Edit: Oh hold on that's not using partioning, nevermind. Looks like you found the issue though, nice!

anismiles commented 4 years ago

Hey @jcw- I found a fix, but not sure this is the right way. Basically, Presto returns timestamp data in this format - 2020-06-01 00:00:00.000, and BaseDriver doesn't have a regex pattern to match it for timestamp.

I updated the condition with an additional pattern -

  timestamp: (v) => v instanceof Date || v.toString().match(/^\d\d\d\d-\d\d-\d\dT\d\d:\d\d:\d\d/) || v.toString().match(/^\d\d\d\d-\d\d-\d\d \d\d:\d\d:\d\d.\d\d\d/),

And added readOnly function in PrestoDriver.js

  readOnly() {
    return !!this.config.readOnly;
  }

It seems to work for me! Please let me know if this is the right fix, I would be happy to do a PR.

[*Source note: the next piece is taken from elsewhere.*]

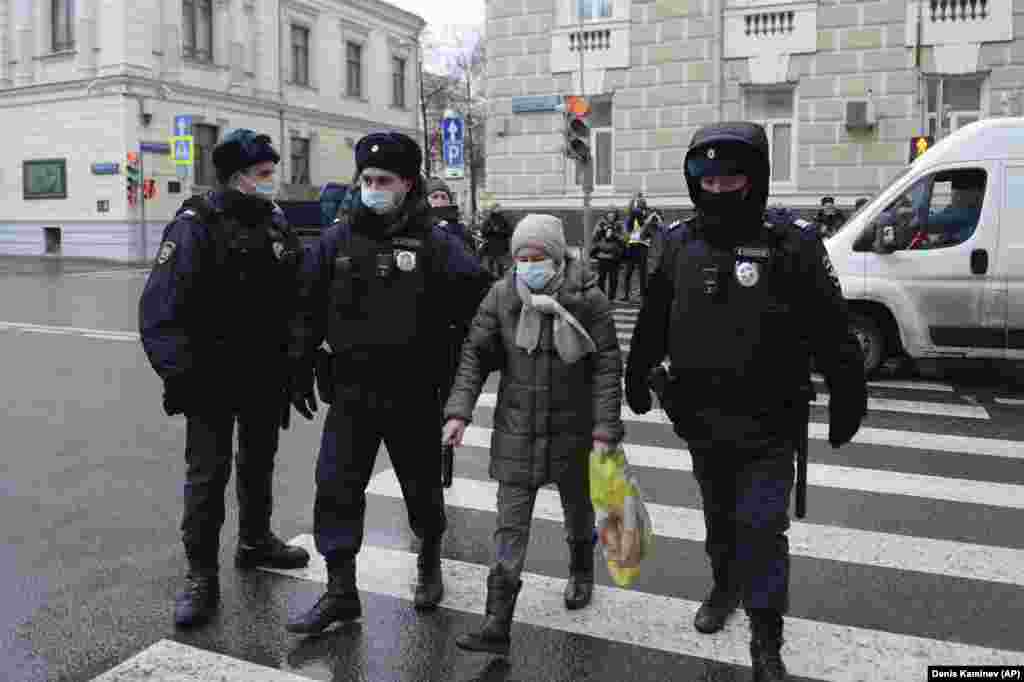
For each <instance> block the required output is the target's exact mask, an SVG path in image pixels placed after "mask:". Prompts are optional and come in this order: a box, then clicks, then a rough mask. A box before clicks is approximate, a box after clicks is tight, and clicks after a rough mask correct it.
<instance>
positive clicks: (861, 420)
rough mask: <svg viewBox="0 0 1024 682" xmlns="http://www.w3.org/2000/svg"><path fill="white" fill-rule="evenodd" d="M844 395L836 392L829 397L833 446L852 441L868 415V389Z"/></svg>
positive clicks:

@paveltiunov (apologies to tag you, but I think you should take a look)

jcw- commented 4 years ago

I think you're on the right track, a PR seems like a good next step to me. BTW if you make that readOnly change in the base driver, you'll also fix https://github.com/cube-js/cube.js/issues/1028 :)

anismiles commented 4 years ago

@jcw- Looks like implementation in BaseDriver covers it. I have tested it, and it works okay. I only needed to add additional regex to detect date pattern. Am I missing something here? I probably should remove

  readOnly() {
    return !!this.config.readOnly;
  }

from PrestoDriver Right?

jcw- commented 4 years ago

@anismiles right, move it to base driver :)

hassankhan commented 3 years ago

Hi @anismiles :wave:

Just wanted to follow up; we'd be delighted to review and merge a PR fixing this, if you can create one 😀

paveltiunov commented 1 month ago

Closing as storing pre-aggregations in Cube Store the only supported flow here.